As a business owner you’ve got a lot of things coming at you.
Many of us are in business by ourselves. We’re responsible for EVERYTHING that has to happen in our respective businesses.
As a result we’re naturally going to have more on our to-do list than we could ever hope to accomplish — at least within the next week, month, or even 12 months. This alone can be overwhelming. So every chance we get we find ourselves chipping it down one by one.
It’s not in our nature to stop DOING long enough to make sure we’re doing the RIGHT things.
It’s hard to have the presence of mind to ask the questions that NEED asking.
- Why am I doing this?
- What problem am I trying to solve?
- How does this advance me toward my goals?
But, we have to be ready to ask AND answer those questions, if we want to make any progress. Unless we always have complete clarity, we’re going to get off track.
Why It’s A Problem
You can go through the whole process of creating your vision and aligning your projects and outcomes towards that vision, but if you don’t step back and course correct from time to time your going to get off course.
Imagine a ship on the ocean. The captain can’t just set the course ‘due west’, fix the rudders, and then assume they’ll end up in the right port.
There are headwinds and currents your always fighting. There are storms that will pop up on radar that he’ll have to steer around.
My point is you can’t just set course once and assume everything will come out alright.
Business is not ’set it & forget it.’
You must constantly look to the horizon and monitor your progress.

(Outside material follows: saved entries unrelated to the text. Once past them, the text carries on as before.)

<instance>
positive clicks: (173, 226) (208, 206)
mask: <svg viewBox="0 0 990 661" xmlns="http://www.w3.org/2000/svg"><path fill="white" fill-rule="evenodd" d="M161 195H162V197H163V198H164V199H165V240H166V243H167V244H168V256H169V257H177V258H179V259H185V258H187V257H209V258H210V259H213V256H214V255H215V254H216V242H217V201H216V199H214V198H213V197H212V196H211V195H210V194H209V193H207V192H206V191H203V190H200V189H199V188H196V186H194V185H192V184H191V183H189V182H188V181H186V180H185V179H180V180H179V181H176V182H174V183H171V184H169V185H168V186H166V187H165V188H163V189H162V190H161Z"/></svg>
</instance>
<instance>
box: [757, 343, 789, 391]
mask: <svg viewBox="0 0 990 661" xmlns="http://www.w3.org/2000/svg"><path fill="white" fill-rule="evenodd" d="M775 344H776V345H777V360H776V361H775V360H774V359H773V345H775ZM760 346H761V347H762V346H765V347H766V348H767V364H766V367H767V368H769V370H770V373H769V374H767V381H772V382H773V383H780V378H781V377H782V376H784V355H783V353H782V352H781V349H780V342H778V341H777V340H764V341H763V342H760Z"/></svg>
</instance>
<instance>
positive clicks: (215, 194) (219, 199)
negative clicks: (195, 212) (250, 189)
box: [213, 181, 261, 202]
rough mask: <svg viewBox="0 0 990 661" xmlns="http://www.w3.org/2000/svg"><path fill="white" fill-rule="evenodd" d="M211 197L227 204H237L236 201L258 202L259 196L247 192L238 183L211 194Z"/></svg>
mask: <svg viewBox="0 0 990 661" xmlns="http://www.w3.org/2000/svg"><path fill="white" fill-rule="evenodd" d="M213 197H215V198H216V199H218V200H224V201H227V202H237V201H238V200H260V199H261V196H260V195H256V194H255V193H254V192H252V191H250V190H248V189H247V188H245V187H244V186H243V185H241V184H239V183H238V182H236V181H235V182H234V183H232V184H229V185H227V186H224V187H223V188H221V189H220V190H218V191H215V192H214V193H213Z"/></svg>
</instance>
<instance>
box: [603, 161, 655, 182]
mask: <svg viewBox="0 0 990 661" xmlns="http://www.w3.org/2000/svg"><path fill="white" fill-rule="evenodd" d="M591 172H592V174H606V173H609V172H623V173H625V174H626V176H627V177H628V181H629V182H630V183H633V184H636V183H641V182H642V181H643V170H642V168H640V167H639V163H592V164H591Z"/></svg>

You need to measure your results and establish countermeasures to keep you on course.
How To Avoid This Mistake
Find - A really solid review shouldn’t take any more than 1-2 hours max. Now if you get on a roll, of COURSE please keep going — you’re the boss. But if you go in with the expectation you’ll probably resist it. Many people advise setting an appointment in your calendar for reflection and review. This never worked for me. I resist appointments and it feels like work. I had to find the time of day and week where I’d actually look FORWARD to the review. For me, that’s Friday afternoon. I’m looking forward to the weekend. I want to wrap up my work so I can enjoy my time off and rest up for next week.
Create your review environment - Again, I believe a review should be fun - something you look forward to. At the same time you need an environment that allows you to focus.
I work best when I’m in a coffee shop (or a bar) with people buzzing around me and my iPod playing music I love. It feels like play, but I’m working. I’m not just disconnecting from my week. I’m wrapping it up so I can hit the ground running on Monday.
Know what you want to accomplish - There are different types and depth of review. I focus on three levels.
A project review- This should be performed weekly. What’s currently in your world? What are you trying to accomplish in the next 30-90 days.
A goal review - a monthly review of your progress towards your goals. It’s a natural time to close the books look at your financial & non-financial metrics and reflect on what your goals are and what’s preventing you from getting there. Are you confident the projects your working on are moving you towards these goals.
A vision review - This is where you revisit your perfect day. You look at your goals and try to be sure that your vision, goals & projects are all in alignment. This next one is not so much about process but a place for exploration.
Have a checklist - Checklists are a great way to bring structure to blobular tasks - those jobs that don’t have a tangible end product. With a checklist, I know I only have to get through 5-8 steps and I’m done. I don’t resist the process because it’s defined. It lets me relax because I’m confident I’ll touch all the basis and I can track my progress.